Greg Koetting will be the new head coach for the Indians. Koetting, a retired superintendent, said he started coaching around 1980. Koetting said he has coached all around Missouri and has continued to coach for 10 of the 12 years he has been retired. Most recently, Koetting coached at Linn and Vienna. Koetting has coached boys from seventh grade up to 12th grade and girls from fourth to 12th grade.
Koetting said he came to Russellville because Vienna decided to move an assistant coach up to the head coach position.
"Linn and Vienna both hired me, as they had young local kids who were assistants that they wanted them to get more experience and groom them to take over," Koetting said. "So I knew going into those jobs that they were not going to be long-term.
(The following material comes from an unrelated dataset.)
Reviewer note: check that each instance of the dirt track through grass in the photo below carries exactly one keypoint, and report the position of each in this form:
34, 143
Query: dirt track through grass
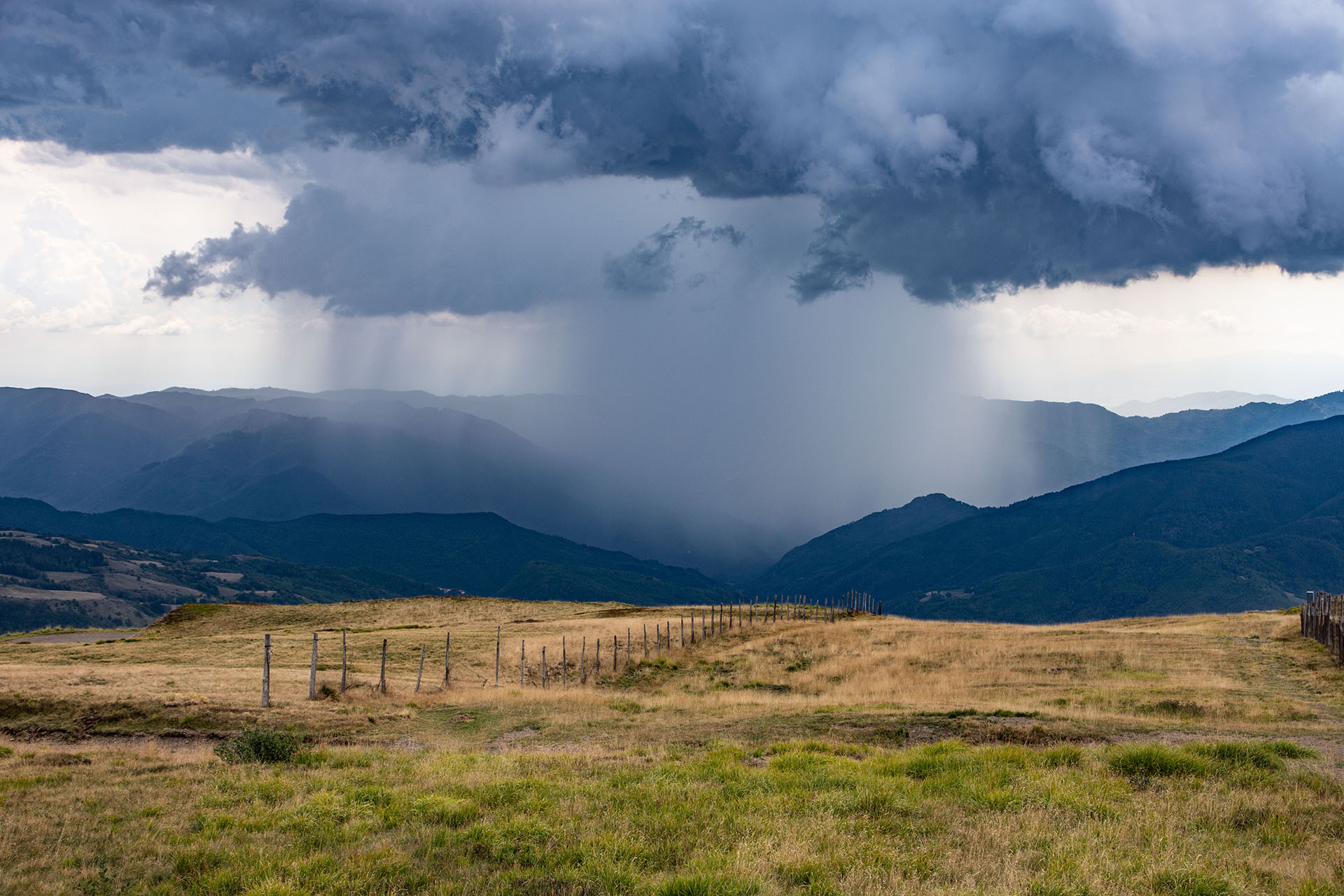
866, 757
They wanted me to get the assistants ready to take over."
The Indians are going to have a young team next year, said Koetting, a similar position to what he had while at Vienna.
"Based on the number of kids at the various grade levels, it is going to be very similar to what I had this year at Vienna," Koetting said. "Maybe about one senior, and a few juniors, and a bunch of sophomores and one or two freshmen. That was pretty much what I had at Vienna this past year so it is going to be a young team again, but my understanding is that there is a fair amount of potential in next year's sophomore's class."
Fundamentals will be something Koetting said he will have the team focus on.
"I guess we will be just making sure they get their fundamentals," Koetting said. "My big thing this first year is making sure they there are getting their fundamentals down, make sure they know how to play defense the way I want them to play."
Koetting saw the importance of fundamentals when he coached his two daughters' elementary basketball teams. He said players who don't become proficient with them early may find them lacking when they get to the high school level.
"Fourth grade is where they started elementary level basketball and nobody else wanted to coach my older daughter's fourth grade team, so I coached them," Koetting said. "Later on, I was also coaching my younger daughter and I learned that you (have) to teach them those fundamentals when they are young. Unfortunately, a lot of elementary-level coaches don't do that because they don't really know how to teach the fundamentals and they worry too much about winning. So a lot of the time (players) get to the high school level and they don't have those fundamentals down."
Growth is going to be important for the team as well during the next season, Koetting said, another similarity to his time coaching at Vienna.
"Sure, we want to win as many (games) as possible. But knowing that we have that large sophomore class and not a whole lot of juniors and seniors kind of makes sure we are building for the next two years after that," Koetting said. "If we lose a close game, you've got to learn from it. It is not the end of the world — most of the players are going to have two more years."